Geneva, Switzerland: High-level negotiations between the United States and Iran continued in Switzerland despite a tense start marked by strong rhetoric from U.S. President Donald Trump and concerns over the future of the strategically vital Strait of Hormuz.
The talks, led by U.S. Vice President JD Vance and Iranian Foreign Minister Abbas Araghchi, are aimed at converting the current ceasefire framework into a broader peace agreement within the next 60 days. Mediators from Qatar and Pakistan are facilitating the negotiations.
The discussions faced early challenges after Trump warned Iran against any attempt to close the Strait of Hormuz, a key global energy shipping route. Reports indicated that Iranian officials strongly objected to the remarks, briefly disrupting the atmosphere of the talks.

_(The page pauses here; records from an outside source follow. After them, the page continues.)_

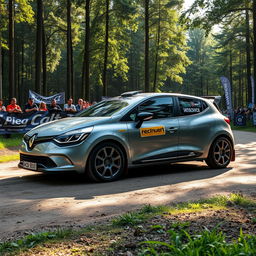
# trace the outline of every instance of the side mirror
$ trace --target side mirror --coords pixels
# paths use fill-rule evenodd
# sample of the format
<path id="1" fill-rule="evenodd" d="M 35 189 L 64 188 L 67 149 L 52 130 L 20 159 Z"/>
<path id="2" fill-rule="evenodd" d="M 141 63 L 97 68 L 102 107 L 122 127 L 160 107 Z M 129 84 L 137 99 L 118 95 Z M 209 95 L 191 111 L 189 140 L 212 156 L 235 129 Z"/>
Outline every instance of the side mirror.
<path id="1" fill-rule="evenodd" d="M 136 124 L 136 128 L 140 128 L 144 121 L 151 120 L 153 118 L 153 116 L 154 116 L 154 114 L 150 113 L 150 112 L 140 112 L 137 115 L 138 123 Z"/>

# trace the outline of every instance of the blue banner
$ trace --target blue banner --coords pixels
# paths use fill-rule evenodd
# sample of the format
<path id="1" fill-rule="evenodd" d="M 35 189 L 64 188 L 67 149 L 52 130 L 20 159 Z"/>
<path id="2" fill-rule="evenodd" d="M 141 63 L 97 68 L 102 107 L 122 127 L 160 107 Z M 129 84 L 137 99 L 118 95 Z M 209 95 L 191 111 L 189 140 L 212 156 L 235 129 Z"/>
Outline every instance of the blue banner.
<path id="1" fill-rule="evenodd" d="M 256 126 L 256 112 L 252 113 L 252 123 Z"/>
<path id="2" fill-rule="evenodd" d="M 228 114 L 233 119 L 231 84 L 230 84 L 230 81 L 228 80 L 228 78 L 225 76 L 222 76 L 220 78 L 220 80 L 221 80 L 221 83 L 223 85 L 224 92 L 225 92 Z"/>
<path id="3" fill-rule="evenodd" d="M 246 116 L 244 114 L 236 114 L 234 118 L 235 126 L 246 126 Z"/>
<path id="4" fill-rule="evenodd" d="M 67 116 L 63 111 L 38 111 L 32 114 L 0 112 L 0 134 L 26 133 L 40 124 Z"/>
<path id="5" fill-rule="evenodd" d="M 51 104 L 52 100 L 56 100 L 57 104 L 64 104 L 65 103 L 65 92 L 61 92 L 49 97 L 45 97 L 39 95 L 36 92 L 29 90 L 29 98 L 34 99 L 35 103 L 45 102 L 46 104 Z"/>

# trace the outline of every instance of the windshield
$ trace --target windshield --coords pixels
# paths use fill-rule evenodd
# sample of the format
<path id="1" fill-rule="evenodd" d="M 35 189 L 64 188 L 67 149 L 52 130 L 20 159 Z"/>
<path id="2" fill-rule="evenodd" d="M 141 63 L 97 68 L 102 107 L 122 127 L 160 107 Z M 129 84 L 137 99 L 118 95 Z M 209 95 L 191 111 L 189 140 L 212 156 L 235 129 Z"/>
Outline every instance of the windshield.
<path id="1" fill-rule="evenodd" d="M 102 101 L 93 105 L 86 110 L 78 113 L 76 116 L 80 117 L 105 117 L 112 116 L 116 112 L 128 106 L 128 102 L 121 100 Z"/>

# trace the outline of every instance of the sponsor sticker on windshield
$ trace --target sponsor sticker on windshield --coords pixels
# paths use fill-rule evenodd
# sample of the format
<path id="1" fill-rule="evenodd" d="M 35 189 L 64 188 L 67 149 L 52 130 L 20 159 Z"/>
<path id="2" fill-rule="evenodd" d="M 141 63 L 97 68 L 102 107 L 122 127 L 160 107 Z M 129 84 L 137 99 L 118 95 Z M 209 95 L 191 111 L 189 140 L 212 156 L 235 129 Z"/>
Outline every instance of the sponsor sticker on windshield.
<path id="1" fill-rule="evenodd" d="M 184 113 L 200 113 L 200 108 L 183 108 Z"/>
<path id="2" fill-rule="evenodd" d="M 150 137 L 150 136 L 159 136 L 159 135 L 165 135 L 164 126 L 140 128 L 141 137 Z"/>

Despite the tensions, negotiators achieved several initial breakthroughs. Both sides agreed to continue technical-level discussions, establish a direct communication channel to prevent incidents in the Strait of Hormuz and work toward mechanisms aimed at reducing regional tensions, including the conflict involving Hezbollah and Lebanon.
A joint framework emerging from the first round of talks outlines a roadmap for a final agreement, addressing issues such as Iran’s nuclear programme, sanctions relief, maritime security and regional stability. Officials described the discussions as constructive, although significant differences remain on key issues.
The outcome of the Switzerland talks is being closely watched by global markets. Progress in negotiations has already contributed to lower oil prices and improved investor sentiment, as traders hope for uninterrupted shipping through the Strait of Hormuz and greater stability in the Middle East.
While both Washington and Tehran have expressed cautious optimism, diplomats acknowledge that the road to a comprehensive agreement remains challenging. The next rounds of negotiations are expected to focus on implementation timelines, nuclear monitoring arrangements and the easing of economic sanctions.